Dust.js was a great templating engine, maintained and then abandoned by LinkedIn. After looking for an equivalent that was lightweight and performant, we ended up rewriting it from scratch — with zero dependencies and modern async/await patterns.

Key Features

  • Fully Async: Built with async/await, all rendering returns Promises
  • High Performance: Optimized compilation and rendering engine
  • HTML-safe by default: All output is HTML-encoded unless you opt out
  • Zero Dependencies: Lightweight and fast
  • Express Integration: Works as an Express view engine

Benchmark

We benchmark Igo Dust against other templating engines (Mustache, Handlebars, EJS, Pug, …) — see arnaudm/templating-engine-bench for the latest numbers.

Tooling

The VSCode extension for Igo Dust is available on the marketplace (also vendored as the syntax grammar in this site).

Differences from Dust.js

Igo Dust is not a drop-in replacement for Dust.js. It shares a similar syntax but has important differences:

1. Dot notation required in loops and sections

Inside a loop or section, you must use . to access properties of the current item:

js
// Template
{#users}{.name}{/users}

Without the dot, {name} looks up the root context, not the current item. This is the biggest difference from Dust.js.

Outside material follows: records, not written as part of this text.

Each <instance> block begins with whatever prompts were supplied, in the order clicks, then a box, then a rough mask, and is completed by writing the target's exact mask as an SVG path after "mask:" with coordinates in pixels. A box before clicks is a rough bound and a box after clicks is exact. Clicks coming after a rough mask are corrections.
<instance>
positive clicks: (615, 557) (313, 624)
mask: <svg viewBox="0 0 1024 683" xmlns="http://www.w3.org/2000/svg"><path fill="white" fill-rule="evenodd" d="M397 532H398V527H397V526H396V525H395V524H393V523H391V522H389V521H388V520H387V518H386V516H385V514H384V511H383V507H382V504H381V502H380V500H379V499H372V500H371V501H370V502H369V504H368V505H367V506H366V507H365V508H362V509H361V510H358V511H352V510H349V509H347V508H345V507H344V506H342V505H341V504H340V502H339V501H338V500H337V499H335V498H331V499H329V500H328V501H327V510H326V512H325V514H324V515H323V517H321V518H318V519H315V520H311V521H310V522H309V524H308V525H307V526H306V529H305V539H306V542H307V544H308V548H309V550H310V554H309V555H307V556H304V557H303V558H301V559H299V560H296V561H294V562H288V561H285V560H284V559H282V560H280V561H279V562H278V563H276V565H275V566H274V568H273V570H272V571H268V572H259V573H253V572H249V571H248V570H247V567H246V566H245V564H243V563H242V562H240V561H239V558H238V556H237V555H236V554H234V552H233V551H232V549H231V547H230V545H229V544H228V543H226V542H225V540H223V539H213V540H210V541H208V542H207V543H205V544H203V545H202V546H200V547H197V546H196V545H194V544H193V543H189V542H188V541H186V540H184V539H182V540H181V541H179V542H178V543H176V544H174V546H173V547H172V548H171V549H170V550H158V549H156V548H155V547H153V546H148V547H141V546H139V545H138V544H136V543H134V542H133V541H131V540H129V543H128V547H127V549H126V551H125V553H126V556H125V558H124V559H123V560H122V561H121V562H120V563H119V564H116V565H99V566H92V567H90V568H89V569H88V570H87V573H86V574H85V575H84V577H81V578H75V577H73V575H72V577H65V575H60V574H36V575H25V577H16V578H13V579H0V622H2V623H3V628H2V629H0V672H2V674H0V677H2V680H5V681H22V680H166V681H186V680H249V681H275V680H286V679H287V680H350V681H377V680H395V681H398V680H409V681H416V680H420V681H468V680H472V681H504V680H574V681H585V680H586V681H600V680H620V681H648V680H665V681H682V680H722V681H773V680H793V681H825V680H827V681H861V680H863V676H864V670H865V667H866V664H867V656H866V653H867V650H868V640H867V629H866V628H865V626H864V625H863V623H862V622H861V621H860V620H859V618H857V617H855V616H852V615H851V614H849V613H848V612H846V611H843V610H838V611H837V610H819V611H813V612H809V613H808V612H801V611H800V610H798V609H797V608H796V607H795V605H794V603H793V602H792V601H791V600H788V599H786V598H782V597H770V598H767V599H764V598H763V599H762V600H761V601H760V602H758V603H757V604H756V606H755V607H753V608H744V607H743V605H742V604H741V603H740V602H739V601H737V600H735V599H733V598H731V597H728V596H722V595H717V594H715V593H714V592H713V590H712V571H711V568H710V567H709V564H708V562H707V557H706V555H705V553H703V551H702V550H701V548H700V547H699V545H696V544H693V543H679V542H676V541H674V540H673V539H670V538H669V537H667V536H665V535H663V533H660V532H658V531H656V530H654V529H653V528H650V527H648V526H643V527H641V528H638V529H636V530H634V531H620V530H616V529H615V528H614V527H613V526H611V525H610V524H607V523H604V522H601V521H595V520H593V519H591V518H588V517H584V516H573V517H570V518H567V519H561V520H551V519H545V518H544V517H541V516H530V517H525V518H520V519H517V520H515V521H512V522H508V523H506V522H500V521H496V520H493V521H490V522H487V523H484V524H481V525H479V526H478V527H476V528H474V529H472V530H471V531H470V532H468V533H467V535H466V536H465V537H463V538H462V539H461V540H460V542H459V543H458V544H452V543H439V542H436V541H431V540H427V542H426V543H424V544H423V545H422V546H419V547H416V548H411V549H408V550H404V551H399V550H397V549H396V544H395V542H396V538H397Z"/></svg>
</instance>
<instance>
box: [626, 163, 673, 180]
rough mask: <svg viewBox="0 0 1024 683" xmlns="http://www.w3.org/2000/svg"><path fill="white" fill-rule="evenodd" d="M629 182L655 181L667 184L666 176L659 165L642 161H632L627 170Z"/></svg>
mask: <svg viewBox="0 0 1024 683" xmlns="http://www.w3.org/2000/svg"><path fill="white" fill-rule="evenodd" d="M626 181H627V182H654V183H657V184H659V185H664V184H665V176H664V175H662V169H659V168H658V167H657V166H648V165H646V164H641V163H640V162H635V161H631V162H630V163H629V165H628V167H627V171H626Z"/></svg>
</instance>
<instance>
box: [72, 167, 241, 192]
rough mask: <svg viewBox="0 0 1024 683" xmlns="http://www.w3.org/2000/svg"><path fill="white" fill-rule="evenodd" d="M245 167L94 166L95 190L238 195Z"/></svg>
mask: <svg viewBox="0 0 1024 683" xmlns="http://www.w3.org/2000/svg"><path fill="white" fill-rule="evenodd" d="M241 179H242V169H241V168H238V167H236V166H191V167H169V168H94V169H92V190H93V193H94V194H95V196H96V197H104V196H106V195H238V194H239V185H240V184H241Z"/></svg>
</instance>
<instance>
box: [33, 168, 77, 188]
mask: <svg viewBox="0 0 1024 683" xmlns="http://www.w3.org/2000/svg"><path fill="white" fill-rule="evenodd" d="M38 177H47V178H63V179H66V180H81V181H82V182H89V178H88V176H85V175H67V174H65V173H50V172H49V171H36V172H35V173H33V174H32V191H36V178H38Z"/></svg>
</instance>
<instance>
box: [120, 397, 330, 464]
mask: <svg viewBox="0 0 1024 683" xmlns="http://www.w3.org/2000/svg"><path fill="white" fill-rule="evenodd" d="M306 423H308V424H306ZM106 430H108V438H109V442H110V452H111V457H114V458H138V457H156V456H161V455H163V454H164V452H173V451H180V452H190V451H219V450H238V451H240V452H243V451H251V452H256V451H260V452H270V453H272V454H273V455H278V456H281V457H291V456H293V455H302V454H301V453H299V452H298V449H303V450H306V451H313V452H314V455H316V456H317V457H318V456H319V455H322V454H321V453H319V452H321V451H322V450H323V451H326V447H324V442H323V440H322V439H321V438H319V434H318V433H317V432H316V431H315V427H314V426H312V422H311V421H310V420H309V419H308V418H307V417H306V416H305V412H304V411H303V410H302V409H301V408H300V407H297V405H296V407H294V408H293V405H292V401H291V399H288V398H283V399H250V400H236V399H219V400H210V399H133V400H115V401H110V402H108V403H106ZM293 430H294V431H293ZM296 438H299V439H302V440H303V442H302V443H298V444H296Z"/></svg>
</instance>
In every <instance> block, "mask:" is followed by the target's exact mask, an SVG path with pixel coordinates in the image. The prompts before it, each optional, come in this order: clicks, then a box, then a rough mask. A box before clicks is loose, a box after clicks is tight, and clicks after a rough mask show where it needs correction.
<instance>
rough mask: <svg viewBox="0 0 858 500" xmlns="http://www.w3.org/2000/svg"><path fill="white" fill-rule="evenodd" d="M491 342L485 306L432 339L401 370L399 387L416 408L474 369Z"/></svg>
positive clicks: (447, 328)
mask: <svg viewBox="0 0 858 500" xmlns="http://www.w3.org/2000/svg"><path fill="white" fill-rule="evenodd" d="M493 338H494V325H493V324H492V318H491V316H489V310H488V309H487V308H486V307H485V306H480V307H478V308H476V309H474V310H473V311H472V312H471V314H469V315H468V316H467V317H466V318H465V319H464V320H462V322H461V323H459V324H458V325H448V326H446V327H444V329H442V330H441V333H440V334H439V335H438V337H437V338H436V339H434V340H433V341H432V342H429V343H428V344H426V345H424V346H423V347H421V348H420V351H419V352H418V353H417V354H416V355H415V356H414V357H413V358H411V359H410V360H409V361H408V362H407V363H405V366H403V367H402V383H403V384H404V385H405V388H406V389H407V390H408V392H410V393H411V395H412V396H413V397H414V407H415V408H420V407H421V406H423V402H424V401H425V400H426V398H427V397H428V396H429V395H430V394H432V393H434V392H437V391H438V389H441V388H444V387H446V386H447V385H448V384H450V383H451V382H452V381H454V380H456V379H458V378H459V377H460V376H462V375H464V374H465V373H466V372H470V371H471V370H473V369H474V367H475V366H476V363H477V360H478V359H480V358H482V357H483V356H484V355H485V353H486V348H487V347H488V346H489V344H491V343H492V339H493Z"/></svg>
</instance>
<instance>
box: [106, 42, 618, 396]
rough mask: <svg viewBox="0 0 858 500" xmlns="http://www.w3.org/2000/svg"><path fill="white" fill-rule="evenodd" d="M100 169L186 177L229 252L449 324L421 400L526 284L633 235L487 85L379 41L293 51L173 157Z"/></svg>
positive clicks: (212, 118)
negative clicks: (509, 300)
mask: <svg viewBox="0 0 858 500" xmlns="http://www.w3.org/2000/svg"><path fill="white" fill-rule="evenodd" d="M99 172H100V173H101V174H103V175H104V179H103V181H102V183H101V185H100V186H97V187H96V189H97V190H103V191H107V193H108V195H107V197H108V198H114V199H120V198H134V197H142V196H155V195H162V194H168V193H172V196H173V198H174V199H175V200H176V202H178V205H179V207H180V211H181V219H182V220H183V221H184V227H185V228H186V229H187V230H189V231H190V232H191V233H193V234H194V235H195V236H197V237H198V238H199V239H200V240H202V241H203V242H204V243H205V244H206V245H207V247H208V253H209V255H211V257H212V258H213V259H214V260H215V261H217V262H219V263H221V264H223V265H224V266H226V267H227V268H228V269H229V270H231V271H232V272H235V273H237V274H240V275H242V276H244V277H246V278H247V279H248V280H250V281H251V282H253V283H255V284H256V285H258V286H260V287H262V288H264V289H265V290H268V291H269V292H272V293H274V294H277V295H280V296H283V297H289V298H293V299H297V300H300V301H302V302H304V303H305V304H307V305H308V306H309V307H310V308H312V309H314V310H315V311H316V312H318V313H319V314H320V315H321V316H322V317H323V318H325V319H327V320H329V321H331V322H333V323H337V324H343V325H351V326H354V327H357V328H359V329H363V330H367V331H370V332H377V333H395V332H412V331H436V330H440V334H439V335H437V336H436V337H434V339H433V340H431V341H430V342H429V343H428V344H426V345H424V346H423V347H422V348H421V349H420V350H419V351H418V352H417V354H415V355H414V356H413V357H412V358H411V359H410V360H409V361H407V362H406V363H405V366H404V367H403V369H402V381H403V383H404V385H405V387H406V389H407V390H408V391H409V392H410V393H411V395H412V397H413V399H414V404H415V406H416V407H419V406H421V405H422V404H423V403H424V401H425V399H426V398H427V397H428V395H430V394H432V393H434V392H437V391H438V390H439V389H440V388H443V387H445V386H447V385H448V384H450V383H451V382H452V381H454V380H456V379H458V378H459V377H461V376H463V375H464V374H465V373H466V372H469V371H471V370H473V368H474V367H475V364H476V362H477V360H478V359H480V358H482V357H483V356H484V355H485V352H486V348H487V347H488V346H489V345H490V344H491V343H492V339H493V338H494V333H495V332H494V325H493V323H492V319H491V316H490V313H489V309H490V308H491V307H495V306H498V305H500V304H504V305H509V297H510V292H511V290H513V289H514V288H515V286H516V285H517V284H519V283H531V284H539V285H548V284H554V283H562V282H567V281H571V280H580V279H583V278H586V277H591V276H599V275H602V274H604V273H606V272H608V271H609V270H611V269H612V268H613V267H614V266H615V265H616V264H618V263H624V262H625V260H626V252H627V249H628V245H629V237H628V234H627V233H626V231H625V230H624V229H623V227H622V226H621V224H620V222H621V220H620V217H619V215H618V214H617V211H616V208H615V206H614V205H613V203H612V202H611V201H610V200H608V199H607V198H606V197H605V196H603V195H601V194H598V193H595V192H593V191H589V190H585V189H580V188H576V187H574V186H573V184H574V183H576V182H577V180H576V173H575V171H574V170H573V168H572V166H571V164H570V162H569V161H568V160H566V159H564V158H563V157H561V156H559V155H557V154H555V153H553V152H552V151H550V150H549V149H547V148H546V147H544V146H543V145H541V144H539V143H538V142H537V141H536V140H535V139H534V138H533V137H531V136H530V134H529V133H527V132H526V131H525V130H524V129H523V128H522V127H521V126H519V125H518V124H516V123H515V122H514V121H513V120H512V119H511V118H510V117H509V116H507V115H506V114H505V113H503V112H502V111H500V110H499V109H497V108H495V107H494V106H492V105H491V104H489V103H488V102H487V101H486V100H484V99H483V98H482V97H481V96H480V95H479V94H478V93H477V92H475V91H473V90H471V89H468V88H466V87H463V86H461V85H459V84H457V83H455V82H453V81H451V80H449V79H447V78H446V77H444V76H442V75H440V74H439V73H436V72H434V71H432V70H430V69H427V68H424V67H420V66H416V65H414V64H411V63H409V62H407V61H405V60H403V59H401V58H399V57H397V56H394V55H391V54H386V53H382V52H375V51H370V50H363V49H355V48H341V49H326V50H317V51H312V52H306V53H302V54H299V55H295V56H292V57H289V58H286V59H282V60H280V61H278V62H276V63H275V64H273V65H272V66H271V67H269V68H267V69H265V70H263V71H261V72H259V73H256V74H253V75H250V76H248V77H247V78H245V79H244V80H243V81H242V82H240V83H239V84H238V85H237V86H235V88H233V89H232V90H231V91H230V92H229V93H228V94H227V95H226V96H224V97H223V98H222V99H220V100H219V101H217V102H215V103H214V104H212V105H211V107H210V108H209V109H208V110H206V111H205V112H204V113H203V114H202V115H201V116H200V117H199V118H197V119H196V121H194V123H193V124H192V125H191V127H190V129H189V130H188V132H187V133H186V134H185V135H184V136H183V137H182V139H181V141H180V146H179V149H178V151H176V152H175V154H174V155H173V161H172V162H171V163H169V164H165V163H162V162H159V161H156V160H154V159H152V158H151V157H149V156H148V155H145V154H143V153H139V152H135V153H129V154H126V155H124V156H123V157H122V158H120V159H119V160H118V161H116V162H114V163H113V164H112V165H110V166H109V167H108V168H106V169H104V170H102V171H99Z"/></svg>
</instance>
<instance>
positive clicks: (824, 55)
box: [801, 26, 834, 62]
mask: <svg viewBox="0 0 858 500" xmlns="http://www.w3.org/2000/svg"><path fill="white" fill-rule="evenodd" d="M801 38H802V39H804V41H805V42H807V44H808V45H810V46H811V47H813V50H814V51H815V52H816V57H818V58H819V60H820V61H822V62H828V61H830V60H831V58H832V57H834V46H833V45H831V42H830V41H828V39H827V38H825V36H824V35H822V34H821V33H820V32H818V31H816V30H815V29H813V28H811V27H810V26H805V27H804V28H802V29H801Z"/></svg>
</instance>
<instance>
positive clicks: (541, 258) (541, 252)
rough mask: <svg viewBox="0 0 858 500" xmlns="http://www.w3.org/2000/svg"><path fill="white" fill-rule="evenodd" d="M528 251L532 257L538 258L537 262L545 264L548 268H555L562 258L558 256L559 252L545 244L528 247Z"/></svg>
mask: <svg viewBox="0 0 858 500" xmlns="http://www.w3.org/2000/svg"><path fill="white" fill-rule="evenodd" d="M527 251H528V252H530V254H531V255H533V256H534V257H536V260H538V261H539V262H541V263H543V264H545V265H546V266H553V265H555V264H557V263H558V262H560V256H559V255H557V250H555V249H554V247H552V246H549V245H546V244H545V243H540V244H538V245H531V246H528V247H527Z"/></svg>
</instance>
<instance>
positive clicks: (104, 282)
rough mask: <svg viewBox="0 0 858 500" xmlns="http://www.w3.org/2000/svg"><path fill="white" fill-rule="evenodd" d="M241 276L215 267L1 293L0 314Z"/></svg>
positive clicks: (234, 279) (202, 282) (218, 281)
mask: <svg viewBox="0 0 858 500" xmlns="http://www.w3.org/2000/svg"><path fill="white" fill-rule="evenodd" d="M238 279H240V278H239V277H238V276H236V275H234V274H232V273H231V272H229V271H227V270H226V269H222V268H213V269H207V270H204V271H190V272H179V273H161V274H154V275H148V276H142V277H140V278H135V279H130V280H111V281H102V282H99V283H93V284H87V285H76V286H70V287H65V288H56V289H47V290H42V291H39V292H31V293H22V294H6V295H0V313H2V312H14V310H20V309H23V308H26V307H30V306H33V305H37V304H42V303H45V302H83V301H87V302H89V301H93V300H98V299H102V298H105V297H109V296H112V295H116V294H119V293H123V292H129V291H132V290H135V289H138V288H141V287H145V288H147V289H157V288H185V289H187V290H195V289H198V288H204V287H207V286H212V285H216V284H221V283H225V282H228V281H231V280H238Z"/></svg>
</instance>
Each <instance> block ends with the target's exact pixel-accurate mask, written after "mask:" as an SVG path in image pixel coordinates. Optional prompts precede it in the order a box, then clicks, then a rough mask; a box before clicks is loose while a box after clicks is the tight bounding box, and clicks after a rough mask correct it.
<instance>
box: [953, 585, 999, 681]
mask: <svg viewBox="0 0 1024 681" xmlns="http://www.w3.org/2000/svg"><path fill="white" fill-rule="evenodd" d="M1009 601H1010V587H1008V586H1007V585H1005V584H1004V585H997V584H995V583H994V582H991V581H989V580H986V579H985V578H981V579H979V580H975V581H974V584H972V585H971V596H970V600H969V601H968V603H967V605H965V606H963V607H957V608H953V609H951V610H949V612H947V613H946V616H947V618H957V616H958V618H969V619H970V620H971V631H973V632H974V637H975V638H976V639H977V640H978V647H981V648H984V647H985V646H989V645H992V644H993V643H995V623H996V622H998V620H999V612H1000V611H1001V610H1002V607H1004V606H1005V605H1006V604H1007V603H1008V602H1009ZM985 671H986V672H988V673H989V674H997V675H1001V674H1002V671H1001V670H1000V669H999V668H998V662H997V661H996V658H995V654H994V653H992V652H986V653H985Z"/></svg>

You can also rename the iterator with it=:

js
{#users it="user"}{user.name}{/users}

2. No hierarchical scope chain

Dust.js searches up a scope chain to resolve variables. Igo Dust uses a flat context with explicit save/restore. Inside a section, only .property accesses the current context — there is no automatic fallback to parent contexts.

3. Empty arrays are falsy

In Igo Dust, [] evaluates to false in conditionals:

js
{?items}Has items{:else}No items{/items}
// With items = [] → "No items"

4. Async rendering only

All rendering methods return Promises. There is no callback-based API.

Quick Start

js
const dust = require('@igojs/dust');

const result = await dust.render('Hello, {name}!', { name: 'World' });
// => Hello, World!

Installation

bash
npm install @igojs/dust

Using with Express

js
const express = require('express');
const dust = require('@igojs/dust');
const app = express();

dust.configure({
  views: './views',
  cache: app.get('env') === 'production',
});

app.engine('dust', dust.engine);
app.set('view engine', 'dust');
app.set('views', './views');

app.get('/', (req, res) => {
  res.render('welcome/index', { name: 'World' });
});

app.listen(3000);

Template (views/welcome/index.dust):

html
<!DOCTYPE html>
<html>
<head><title>{title}</title></head>
<body>
  <h1>Hello, {name}!</h1>
</body>
</html>

Using the API

js
const dust = require('@igojs/dust');

// Render from string
const html = await dust.render('<h1>Hello, {name}!</h1>', { name: 'World' });

// Render from file
dust.configure({ views: './templates' });
const html = await dust.renderFile('template.dust', { name: 'World' });

Configuration

js
dust.configure({
  views:      './views',   // Template directory
  cache:      true,        // Cache compiled templates (recommended in production)
  htmlencode: true,        // HTML-encode all output (default: true)
  htmltrim:   true,        // Trim whitespace (default: true)
});
OptionTypeDefaultDescription
viewsstring'./views'Directory containing template files
cachebooleanfalseCache compiled templates
htmlencodebooleantrueHTML-encode all output (prevents XSS)
htmltrimbooleantrueRemove line breaks and trim whitespace

Next Steps

  • Basics — Syntax fundamentals
  • Loops — Iterating over arrays and objects
  • Logic — Conditional rendering
  • Helpers — Built-in and custom helpers
  • Filters — Output transformation
  • Partials — Template reuse and layouts
  • API — Full API reference

Released under the ISC license.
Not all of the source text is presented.